I have a table of the following format:
Table "my_table"
Column | Type | Collation | Nullable |
-----------------------+-----------------------------+-----------+----------+
foreign_key_column_id | integer | | not null |
column1_value_1 | character varying | | not null |
column1_value_2 | character varying | | |
column1_value_3 | character varying | | |
There can be multiple rows with same foreign_key_column_id
.
My goal is to merge all rows of same foreign_key_column_id
into the following format:
foreign_key_column_id
column1::jsonb
So that the resulting array is a combination of distinct non-null values of the three columns. (Then I will insert the resulting dataset into a new table)

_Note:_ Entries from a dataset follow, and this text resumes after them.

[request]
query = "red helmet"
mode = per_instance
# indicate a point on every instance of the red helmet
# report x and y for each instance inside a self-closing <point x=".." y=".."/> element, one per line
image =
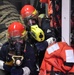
<point x="16" y="29"/>
<point x="28" y="10"/>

I have achieved it by the following, but I am sure this is resource-inefficient (too many functions) and because the table I will run it on has close to 100 million rows, I have to care about performance.
SELECT
foreign_key_column_id,
array_to_json(
array_remove(
array(
SELECT DISTINCT unnest(
array_agg(
array[
column1_value_1,
column1_value_2,
column1_value_3
]
)
)
),
NULL
)
) AS column1
FROM my_table
GROUP BY foreign_key_column_id
My actual, complete situation:
-- initial table
TABLE public.my_table (
id integer NOT NULL,
foreign_key_column_id integer NOT NULL,
column1_value_1 character varying NOT NULL,
column1_value_2 character varying,
column1_value_3 character varying,
column2_value_1 character varying NOT NULL,
column2_value_2 character varying,
column2_value_3 character varying,
column3_value_1 character varying(90) NOT NULL,
column3_value_2 character varying(90),
column3_value_3 character varying(90)
)
-- desired table into which I will insert the aggregated select
TABLE public.my_new_table (
id bigint NOT NULL,
foreign_key_column_id bigint NOT NULL,
headlines jsonb NOT NULL,
descriptions jsonb NOT NULL
);
-- sample data
-[ RECORD 1 ]-------+--
id | 111
foreign_key_column_id | 12
column1_value_1 | Foo
column1_value_2 |
column1_value_3 |
column2_value_1 | Foo %{1}
column2_value_2 |
column2_value_3 | Foo %{3}
column3_value_1 | Foo : Bar
column3_value_2 |
column3_value_3 |
-[ RECORD 2 ]-------+--
id | 222
foreign_key_column_id | 12
column1_value_1 | Bar %{1}
column1_value_3 |
column1_value_2 | Bar %{2}
column2_value_1 | Bar
column2_value_2 |
column2_value_3 |
column3_value_1 | Qux
column3_value_2 |
column3_value_3 |
-[ RECORD 3 ]-------+--
id | 33
foreign_key_column_id | 1234
column1_value_1 | Foo
column1_value_2 |
column1_value_3 |
column2_value_1 | Baz %{1}
column2_value_3 |
column2_value_2 | Baz %{2}
column3_value_1 |
column3_value_2 | Hello world
column3_value_3 |
-- expected output
-[ RECORD 1 ]-------+--
id | 1
foreign_key_column_id | 12
column1 | ["Foo", "Bar %{1}", "Bar %{2}"]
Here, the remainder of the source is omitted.